Talking about your concerns with an independent financial adviser, someone at your bank or a credit counselor can make a big difference when it comes to addressing money matters and regaining your health. Think of it as your financial checkup.
“I’ve always believed strongly in the importance of taking a comprehensive, holistic, integrative approach to your future from a financial perspective,” says Cary List, president and CEO of the Financial Planning Standards Council. “People who get a physical every year and deal with things early before they become problems have greater peace of mind. It’s a preventive approach.
“There are so many people out there who have nagging pain or problems and are really very worried, but out of fear don’t act. It’s actually worse because when you’re not getting professional advice or going for a checkup, you have that uncertainty hanging over your head. It’s the same with finances.”

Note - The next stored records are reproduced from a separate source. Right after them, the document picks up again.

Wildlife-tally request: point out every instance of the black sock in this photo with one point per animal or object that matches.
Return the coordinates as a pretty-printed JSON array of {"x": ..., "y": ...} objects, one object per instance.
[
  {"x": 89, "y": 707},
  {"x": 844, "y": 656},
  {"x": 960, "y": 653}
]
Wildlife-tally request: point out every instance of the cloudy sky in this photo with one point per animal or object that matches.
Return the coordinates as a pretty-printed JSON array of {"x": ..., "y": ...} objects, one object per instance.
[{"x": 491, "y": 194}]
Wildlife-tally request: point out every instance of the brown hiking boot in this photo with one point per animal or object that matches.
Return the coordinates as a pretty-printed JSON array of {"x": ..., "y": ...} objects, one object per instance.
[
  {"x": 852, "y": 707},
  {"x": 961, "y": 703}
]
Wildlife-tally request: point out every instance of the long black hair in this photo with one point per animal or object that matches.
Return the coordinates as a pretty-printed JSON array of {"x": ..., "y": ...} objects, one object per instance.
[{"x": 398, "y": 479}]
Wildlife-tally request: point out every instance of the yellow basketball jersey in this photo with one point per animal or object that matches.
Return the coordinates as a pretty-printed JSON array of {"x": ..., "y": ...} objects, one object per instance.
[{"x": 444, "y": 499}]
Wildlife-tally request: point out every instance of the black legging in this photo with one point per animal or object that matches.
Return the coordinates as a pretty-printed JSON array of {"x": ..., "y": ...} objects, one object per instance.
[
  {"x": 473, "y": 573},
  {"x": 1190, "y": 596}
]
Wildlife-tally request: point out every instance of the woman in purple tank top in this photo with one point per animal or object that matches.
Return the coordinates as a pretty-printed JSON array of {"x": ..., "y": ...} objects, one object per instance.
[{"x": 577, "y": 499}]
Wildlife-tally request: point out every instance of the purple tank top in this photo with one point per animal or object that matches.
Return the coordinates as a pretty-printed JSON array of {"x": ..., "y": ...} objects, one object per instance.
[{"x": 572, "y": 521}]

Know where your money goes
Track your spending for a month or two. That way, you can see just how much you may be wasting on things like lattes.
Aim to cut back by 10 percent
If that seems impossible, reverse your thinking. Ask yourself, “What would happen if the economy were in a downturn and my income was cut by 10 percent?”
Pay off high-interest debt first
Write down all the debts you have and the interest rate each carries, including credit cards, lines of credit, retail loans, car loans and the like. Conquer high-interest debts first, like department store cards and other credit cards. Consider consolidating debt for a lower overall interest rate.